Some examples of advanced HIT initiatives at LRMC include:
- Electronic Health Records, fully implemented at LRMC in June of 2012, means rather than tracking down the traditional paper copy of patient’s medical record, physicians and nurses now have immediate access to virtually all clinical results and documentation for their patients.
- Computerized Physician Order Entry, speeds diagnostic test orders and prescriptions directly to the appropriate clinical area for processing. All orders at LRMC are now placed electronically resulting in: improved accuracy of entries; better clinical decisions being made based on electronically accessible, evidence-based best practices and protocols; and immediate access to all patient records for other clinicians involved in that patient’s active care. Caregivers also receive critical alerts when new clinical results are posted.
- A Positive Patient Identification system uses barcode technology to validate the patient and the medication before delivery in order to eliminate errors and ensure the right patient gets the right medication at the right time.
- A Campus-wide Wireless Network means that clinicians can access patient records via secure remote access at any place within LRMC, and can use virtually any wireless device. In addition, patients and families have convenient internet access during their stay to remain in touch with others.
- A Health Information Exchange acts as a means to securely share patient-authorized electronic health information via a “digital highway” allowing physicians to obtain needed medical findings across various locations of care, e.g., hospital and the physician’s office. For instance, participating primary care physicians in the community receive an electronic notification that one of their patients was seen in the LRMC Emergency Department. Sharing clinical information across locations also reduces duplication of tests and helps coordinate patient care.

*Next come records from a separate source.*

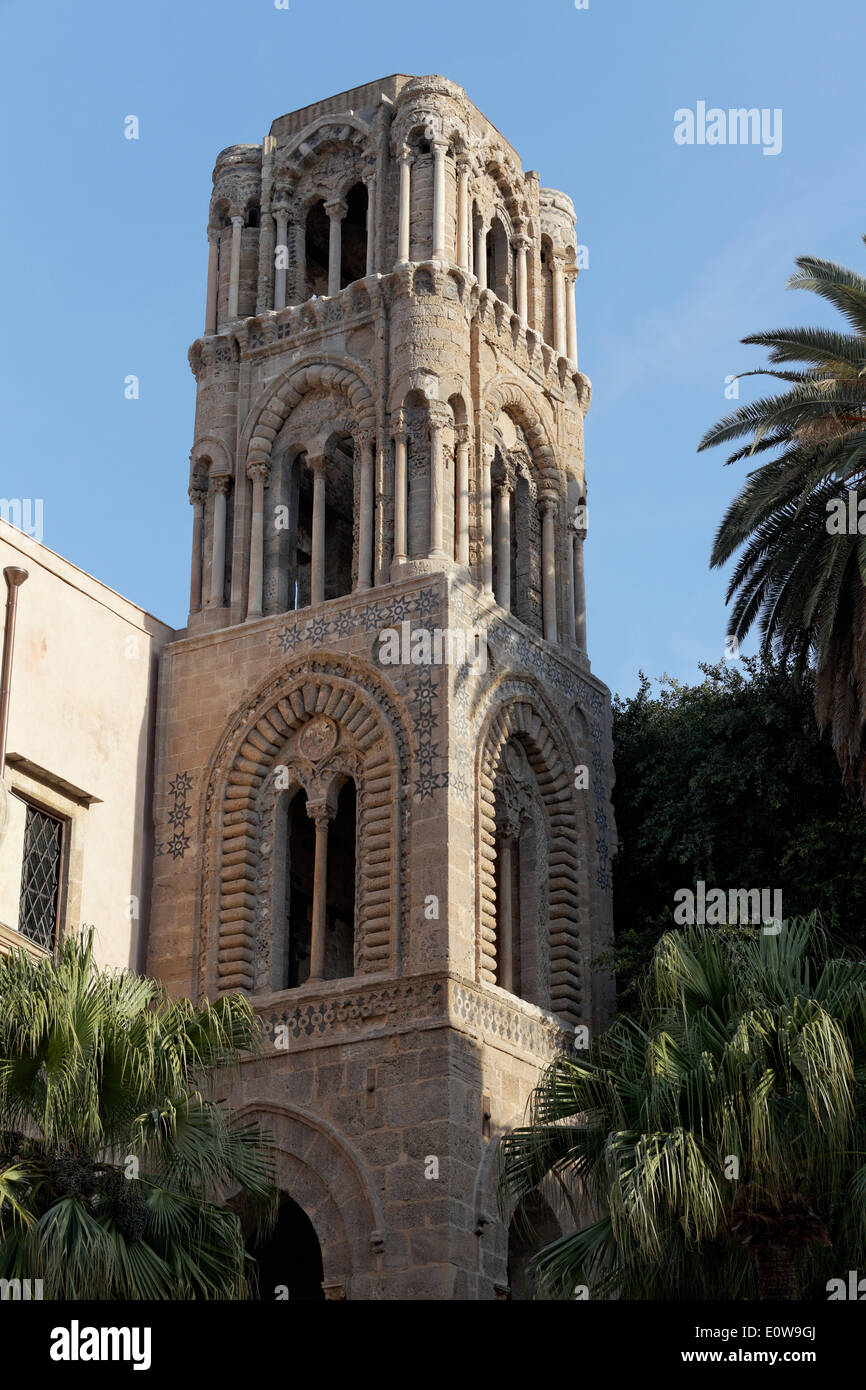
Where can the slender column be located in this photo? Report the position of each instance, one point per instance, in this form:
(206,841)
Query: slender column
(335,210)
(370,184)
(580,592)
(281,256)
(317,560)
(399,492)
(548,566)
(463,230)
(218,485)
(300,262)
(462,485)
(213,280)
(234,281)
(198,498)
(321,813)
(570,609)
(505,918)
(559,305)
(521,245)
(14,577)
(503,544)
(264,289)
(487,521)
(437,480)
(570,317)
(259,473)
(481,255)
(439,148)
(405,205)
(364,524)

“This year’s Most Wired organizations exemplify progress through innovation,” said Rich Umbdenstock, president and CEO of the AHA. “The hospital field can learn from these outstanding organizations ways that IT can help to improve efficiency.” The AHA, which includes nearly 5,000 member hospitals, is a not-for-profit association of healthcare provider organizations and individuals that are committed to the health improvement of their communities.